Re: How many gum layers (Re: ferri sesquichlorati)
Disclaimer: Can´t keep up with the speed an with of this debate, but had
mostly written this, so...
To me what you write sounds like a mixture of the two approaches I
mentioned, which incidentally is exactly what I wanted to hear :-)
Thought that this probably would be the approach that utilised all options
in terms of creative printing (as opposed to making copies). But have not
seen a "formal" description of it.
The methods, as described in one of the books I have, assumes normal
negatives (that is "normal" as in grade 2 silver paper). I don't think that
is particularly important as one obviously can adapt things quite a lot.
I have more or less only been printing greyscales, as in lamp-black,
Stouffer and gelatine, for the last couple of years. The way I express
things may have become a bit scaled sort of... :-)
On 10/24/06 11:32 PM, "Katharine Thayer" <firstname.lastname@example.org> wrote:
> Halvor, I've not seen either of these approaches, but neither of them
> makes much sense to me.
> I assume here we're talking about printing a negative that exceeds
> the short tonal range that gum is capable of in one printing.

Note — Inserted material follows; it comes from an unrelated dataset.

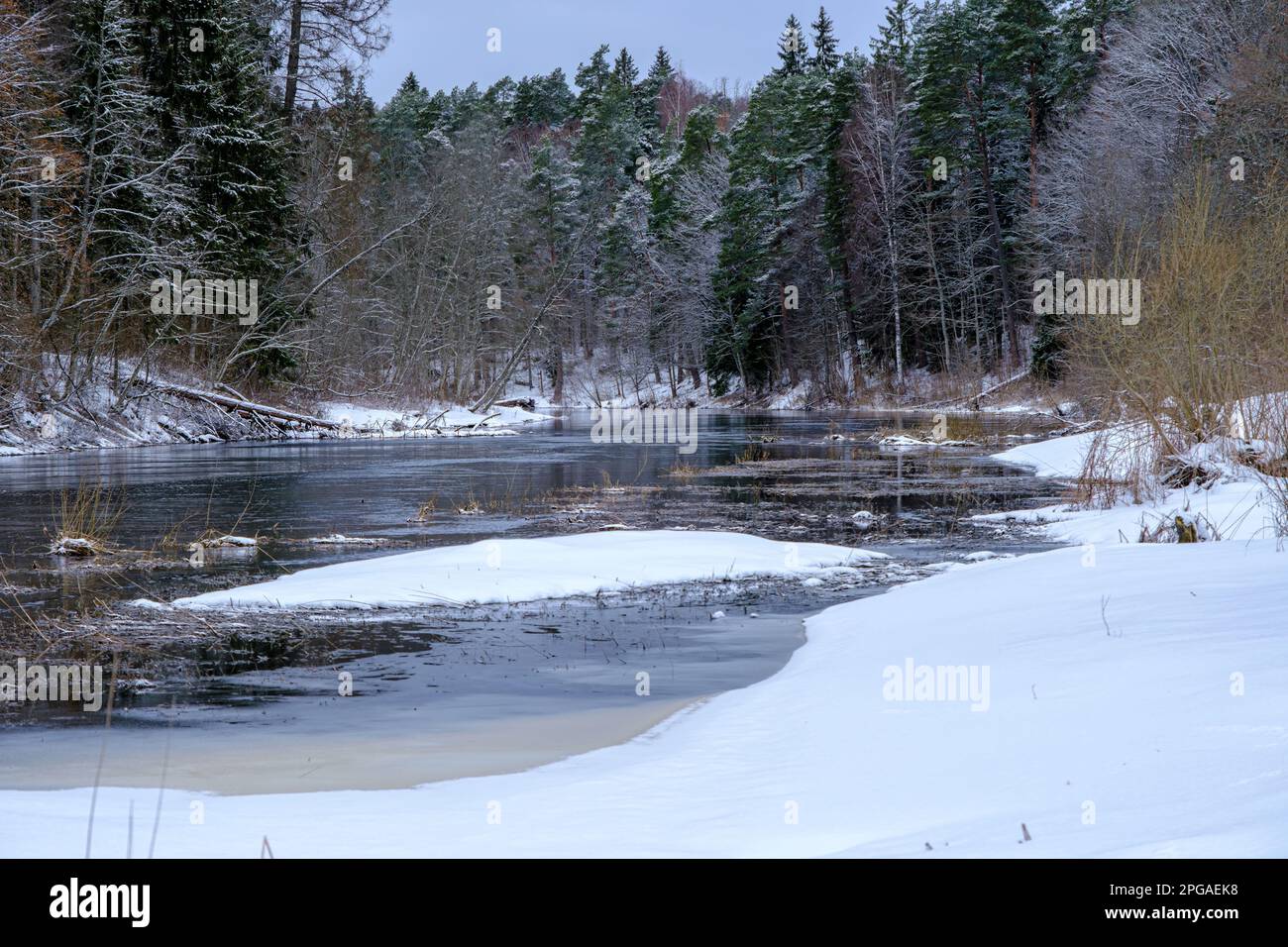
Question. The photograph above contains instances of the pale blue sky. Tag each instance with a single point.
(445, 44)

> The usual recommendation is multiple printings using more pigment and
> less exposure for the shadows, and less pigment and more exposure for
> the highlights. This works well for me. (I don't think it matters
> what order you do it in. I like to lay in the highlights and
> midtones first, with a less-pigmented emulsion and a longish
> exposure, and then put in the shadows with more pigment and less
> exposure. But I can imagine someone wanting to put in the darks
> first (easier registration, for one thing) and the lights second; I
> don't think it makes any difference.)
> Then there's a school of thought that says you should make a contact
> negative that brings the tonal scale of the original negative down to
> the short range of gum, but that's never made sense to me because
> you lose so much of the subtlety when you do that; I prefer to print
> all the tones in the original negative. So far, the only way I've
> ever seen to get subtle tonal gradation throughout a long tonal
> scale (with the one exception of Marek's back-printed flowers) is
> multiple printing, as described above.